Serverless & Edge Computing

Serverless WebSocket API

Real-time features — live dashboards, chat, notifications, collaborative editing — traditionally require persistent server processes. AWS API Gateway WebSocket API lets you build real-time features on serverless: Lambda functions handle connect, disconnect, and message events while API Gateway manages the persistent connections. We implement production-grade WebSocket APIs with connection management, room-based broadcasting, presence tracking, and JWT authentication.

Need this done for your project?

We implement, you ship. Async, documented, done in days.

Start a Brief

WebSocket API Gateway Setup

We configure API Gateway WebSocket API with route selection based on message action, Lambda integrations for each route, and connection-level IAM authorization.

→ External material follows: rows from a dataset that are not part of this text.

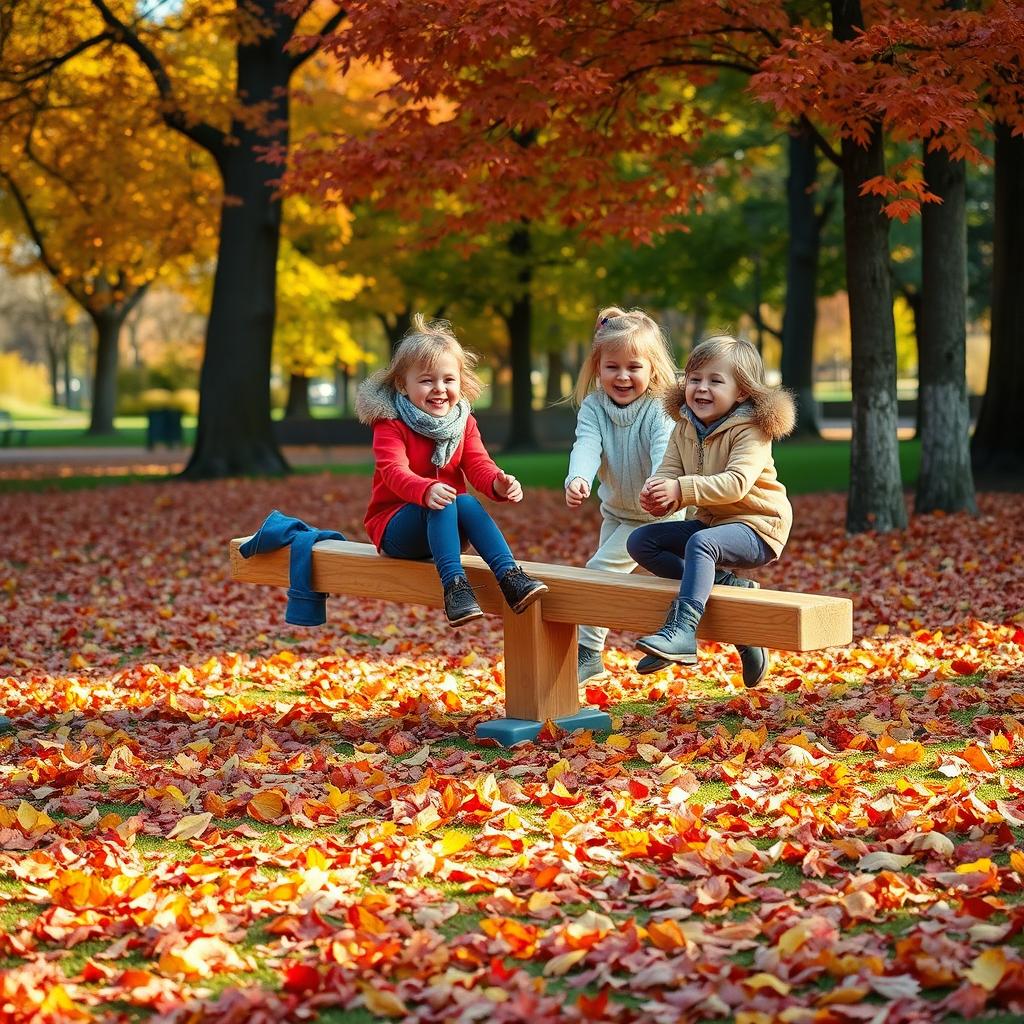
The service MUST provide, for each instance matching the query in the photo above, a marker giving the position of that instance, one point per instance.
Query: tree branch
(49, 65)
(212, 139)
(329, 26)
(820, 141)
(37, 238)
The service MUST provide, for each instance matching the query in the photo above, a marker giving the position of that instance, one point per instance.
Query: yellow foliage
(23, 380)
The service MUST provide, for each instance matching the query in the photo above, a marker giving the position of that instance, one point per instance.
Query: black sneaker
(520, 590)
(589, 663)
(724, 578)
(460, 602)
(650, 663)
(755, 663)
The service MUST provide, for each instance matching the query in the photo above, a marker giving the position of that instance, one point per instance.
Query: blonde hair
(632, 332)
(740, 355)
(423, 345)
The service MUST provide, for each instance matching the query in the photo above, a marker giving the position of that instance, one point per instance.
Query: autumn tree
(244, 119)
(107, 203)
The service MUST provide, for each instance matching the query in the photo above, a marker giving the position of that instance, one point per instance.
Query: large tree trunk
(876, 500)
(801, 281)
(519, 322)
(297, 407)
(945, 482)
(997, 449)
(104, 379)
(233, 435)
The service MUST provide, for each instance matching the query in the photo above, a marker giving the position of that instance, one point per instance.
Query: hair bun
(605, 314)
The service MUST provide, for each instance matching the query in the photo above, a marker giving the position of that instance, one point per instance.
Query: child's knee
(638, 544)
(700, 545)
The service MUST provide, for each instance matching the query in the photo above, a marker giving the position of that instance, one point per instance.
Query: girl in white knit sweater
(622, 433)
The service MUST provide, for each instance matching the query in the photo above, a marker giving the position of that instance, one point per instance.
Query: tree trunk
(555, 370)
(997, 448)
(53, 364)
(876, 500)
(519, 322)
(104, 380)
(233, 435)
(945, 482)
(67, 373)
(297, 407)
(800, 317)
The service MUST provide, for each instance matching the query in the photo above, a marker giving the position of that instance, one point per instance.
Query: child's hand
(507, 486)
(658, 496)
(440, 495)
(577, 493)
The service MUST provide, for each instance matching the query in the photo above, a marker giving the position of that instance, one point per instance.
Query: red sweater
(403, 471)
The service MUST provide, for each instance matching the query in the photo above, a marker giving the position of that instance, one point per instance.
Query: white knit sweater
(622, 445)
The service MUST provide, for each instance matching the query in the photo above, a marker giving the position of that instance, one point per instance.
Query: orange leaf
(266, 806)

resource "aws_apigatewayv2_api" "ws" {
  name                       = "${var.project}-ws-${var.env}"
  protocol_type              = "WEBSOCKET"
  route_selection_expression = "$request.body.action"
}

# $connect route — authentication happens here
resource "aws_apigatewayv2_route" "connect" {
  api_id    = aws_apigatewayv2_api.ws.id
  route_key = "$connect"
  authorization_type = "CUSTOM"
  authorizer_id      = aws_apigatewayv2_authorizer.ws_auth.id
  target    = "integrations/${aws_apigatewayv2_integration.connect.id}"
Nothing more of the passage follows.